He looked at the girl. "Yes," he said. The guards grinned. It would be a girl who knew herself as a woman when she ascended the block.

"I thought you said I would be stripped and branded," she said, laughing.

"Yes," I said, "that is precisely what I said."

"No!" she screamed. "No!"

"Then," I said, "you will be raped, and taught your womanhood. When you have learned your womanhood, you will be caged. Later you will be sold."

"No!" she cried. "No!"

"Take her away," said Samos.

The guards' hands tightened even more on the beauty's arms. She might as well have been bound in steel. She must go as they conducted her. "Wait! Wait!" she cried. She struggled, squirming in their grasp, her feet slipping on the tiles. Samos motioned that they wait, momentarily. She looked at me, and at Samos, wildly. "What place is this?" she asked.
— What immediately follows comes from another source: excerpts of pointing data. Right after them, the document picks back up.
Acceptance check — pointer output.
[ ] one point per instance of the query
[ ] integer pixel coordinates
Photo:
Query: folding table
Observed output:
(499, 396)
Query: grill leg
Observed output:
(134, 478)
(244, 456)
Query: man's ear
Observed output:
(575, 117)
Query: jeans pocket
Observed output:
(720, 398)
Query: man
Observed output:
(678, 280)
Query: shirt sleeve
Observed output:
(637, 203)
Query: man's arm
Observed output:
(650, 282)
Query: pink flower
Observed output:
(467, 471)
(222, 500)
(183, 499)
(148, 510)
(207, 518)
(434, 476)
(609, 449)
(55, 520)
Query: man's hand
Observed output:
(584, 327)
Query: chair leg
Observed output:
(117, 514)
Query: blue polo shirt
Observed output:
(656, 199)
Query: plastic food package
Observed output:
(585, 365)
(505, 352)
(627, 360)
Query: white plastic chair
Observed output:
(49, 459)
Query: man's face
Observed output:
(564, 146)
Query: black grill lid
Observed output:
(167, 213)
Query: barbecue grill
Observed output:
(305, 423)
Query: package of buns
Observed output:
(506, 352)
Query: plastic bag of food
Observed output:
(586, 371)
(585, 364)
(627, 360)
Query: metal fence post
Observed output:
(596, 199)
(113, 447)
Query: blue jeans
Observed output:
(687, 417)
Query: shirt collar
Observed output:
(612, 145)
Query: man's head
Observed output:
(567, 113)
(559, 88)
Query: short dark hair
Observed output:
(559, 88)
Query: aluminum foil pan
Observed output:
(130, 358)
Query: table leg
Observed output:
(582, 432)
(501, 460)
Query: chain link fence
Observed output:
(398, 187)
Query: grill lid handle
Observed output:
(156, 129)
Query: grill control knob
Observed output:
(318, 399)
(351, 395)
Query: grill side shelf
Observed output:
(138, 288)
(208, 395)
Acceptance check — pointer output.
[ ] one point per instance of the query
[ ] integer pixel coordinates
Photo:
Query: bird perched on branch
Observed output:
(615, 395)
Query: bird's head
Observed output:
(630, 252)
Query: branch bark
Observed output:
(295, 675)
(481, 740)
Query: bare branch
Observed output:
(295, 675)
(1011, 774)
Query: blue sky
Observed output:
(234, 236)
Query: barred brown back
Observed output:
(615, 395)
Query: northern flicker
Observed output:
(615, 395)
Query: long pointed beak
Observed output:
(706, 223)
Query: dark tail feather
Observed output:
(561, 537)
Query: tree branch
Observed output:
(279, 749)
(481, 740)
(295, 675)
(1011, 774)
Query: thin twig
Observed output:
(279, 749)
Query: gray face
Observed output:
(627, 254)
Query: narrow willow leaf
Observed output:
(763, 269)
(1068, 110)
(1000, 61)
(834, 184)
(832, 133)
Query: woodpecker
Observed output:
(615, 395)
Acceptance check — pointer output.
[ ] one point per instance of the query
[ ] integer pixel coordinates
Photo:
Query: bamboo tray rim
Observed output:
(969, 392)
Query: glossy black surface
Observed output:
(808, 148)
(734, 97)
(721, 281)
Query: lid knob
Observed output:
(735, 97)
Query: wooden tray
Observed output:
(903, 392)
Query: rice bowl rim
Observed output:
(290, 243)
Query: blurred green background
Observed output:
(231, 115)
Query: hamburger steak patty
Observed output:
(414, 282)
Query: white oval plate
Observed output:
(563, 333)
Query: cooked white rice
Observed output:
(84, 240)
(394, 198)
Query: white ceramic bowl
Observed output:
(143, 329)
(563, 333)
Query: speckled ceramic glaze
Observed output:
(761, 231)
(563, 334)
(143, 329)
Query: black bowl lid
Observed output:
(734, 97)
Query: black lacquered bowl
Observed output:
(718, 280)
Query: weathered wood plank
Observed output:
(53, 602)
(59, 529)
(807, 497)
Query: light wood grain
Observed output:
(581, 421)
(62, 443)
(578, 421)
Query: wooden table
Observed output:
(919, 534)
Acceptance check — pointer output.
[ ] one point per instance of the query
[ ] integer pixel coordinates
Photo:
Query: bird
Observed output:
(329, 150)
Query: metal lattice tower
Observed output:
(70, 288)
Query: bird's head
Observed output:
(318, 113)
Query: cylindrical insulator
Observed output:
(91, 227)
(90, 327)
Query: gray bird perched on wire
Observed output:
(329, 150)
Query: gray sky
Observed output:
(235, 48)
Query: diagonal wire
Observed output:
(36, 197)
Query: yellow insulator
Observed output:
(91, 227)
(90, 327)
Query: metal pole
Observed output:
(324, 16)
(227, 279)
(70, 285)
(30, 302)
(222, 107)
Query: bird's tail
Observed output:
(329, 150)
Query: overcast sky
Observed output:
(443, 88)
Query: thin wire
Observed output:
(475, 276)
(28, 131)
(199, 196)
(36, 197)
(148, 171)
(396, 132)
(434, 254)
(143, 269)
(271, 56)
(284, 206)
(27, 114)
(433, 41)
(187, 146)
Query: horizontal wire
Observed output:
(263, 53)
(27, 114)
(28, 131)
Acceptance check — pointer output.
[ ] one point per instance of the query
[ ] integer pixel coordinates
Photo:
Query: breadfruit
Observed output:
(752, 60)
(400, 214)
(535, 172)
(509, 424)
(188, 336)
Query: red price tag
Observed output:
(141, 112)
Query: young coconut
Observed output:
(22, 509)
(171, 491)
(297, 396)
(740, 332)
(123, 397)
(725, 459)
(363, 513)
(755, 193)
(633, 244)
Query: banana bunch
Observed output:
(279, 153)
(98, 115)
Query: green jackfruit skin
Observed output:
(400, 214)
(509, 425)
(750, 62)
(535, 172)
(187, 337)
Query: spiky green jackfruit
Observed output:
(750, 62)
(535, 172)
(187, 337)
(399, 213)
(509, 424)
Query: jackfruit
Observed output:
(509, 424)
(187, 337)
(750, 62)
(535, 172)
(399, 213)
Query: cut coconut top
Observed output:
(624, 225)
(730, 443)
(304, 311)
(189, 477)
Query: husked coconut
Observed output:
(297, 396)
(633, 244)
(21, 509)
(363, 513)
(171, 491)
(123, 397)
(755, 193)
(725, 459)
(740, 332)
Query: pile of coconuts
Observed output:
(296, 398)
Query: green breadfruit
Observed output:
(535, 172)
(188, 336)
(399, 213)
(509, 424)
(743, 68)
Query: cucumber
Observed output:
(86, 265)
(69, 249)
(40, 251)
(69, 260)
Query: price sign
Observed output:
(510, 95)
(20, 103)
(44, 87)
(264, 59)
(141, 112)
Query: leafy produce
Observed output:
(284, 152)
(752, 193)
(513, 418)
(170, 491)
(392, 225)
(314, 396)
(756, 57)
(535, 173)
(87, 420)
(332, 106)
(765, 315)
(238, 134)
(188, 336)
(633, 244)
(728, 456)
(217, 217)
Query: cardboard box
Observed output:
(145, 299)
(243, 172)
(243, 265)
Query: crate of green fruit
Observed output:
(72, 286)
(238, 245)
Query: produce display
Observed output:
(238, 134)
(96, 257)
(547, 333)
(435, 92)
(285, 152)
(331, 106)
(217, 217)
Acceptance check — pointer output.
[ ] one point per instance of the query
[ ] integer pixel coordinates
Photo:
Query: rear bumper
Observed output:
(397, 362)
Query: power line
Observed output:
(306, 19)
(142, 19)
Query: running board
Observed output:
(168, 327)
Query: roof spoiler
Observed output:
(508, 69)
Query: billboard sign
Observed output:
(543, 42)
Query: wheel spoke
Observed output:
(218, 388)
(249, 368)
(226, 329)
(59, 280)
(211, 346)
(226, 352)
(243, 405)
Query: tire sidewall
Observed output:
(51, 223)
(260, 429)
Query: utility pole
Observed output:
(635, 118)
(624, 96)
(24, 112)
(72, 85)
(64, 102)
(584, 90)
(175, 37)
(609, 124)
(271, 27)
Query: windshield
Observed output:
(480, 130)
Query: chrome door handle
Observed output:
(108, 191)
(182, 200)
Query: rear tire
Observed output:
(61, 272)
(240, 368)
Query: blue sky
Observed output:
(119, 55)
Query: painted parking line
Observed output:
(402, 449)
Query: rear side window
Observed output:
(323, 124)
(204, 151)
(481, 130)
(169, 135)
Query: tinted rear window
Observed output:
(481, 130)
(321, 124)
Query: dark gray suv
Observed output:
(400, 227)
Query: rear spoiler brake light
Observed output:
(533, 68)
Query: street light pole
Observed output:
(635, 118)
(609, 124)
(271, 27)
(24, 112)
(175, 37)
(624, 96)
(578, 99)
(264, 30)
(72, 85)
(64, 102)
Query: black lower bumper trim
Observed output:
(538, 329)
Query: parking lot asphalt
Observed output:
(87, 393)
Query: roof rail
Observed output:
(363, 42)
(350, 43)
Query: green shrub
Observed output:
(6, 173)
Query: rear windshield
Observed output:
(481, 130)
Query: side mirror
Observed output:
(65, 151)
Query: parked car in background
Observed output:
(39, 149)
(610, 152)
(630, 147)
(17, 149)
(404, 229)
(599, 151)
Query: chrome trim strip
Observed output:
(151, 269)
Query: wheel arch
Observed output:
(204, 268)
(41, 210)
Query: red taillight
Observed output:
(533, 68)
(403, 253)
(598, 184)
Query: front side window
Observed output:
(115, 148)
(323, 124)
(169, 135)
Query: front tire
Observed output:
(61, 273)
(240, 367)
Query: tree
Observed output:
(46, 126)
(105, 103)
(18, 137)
"It is called Gor," I told her.

"No!" she said. "That is only in stories!"

I smiled.

"No!" she cried. She looked about herself, at the strong men who held her. She threw her head back, moaning, sensing the ring on her throat. "No, no!" she wept. "I do not want to be a woman on Gor! Anything but a woman on Gor!"

I shrugged.

"You are joking," she said, wildly.

"No," I said.

"What language is it here which they speak?" she asked.

I smiled.

"Gorean," she said.

"Yes," I said.

"And I must learn it quickly?" she said.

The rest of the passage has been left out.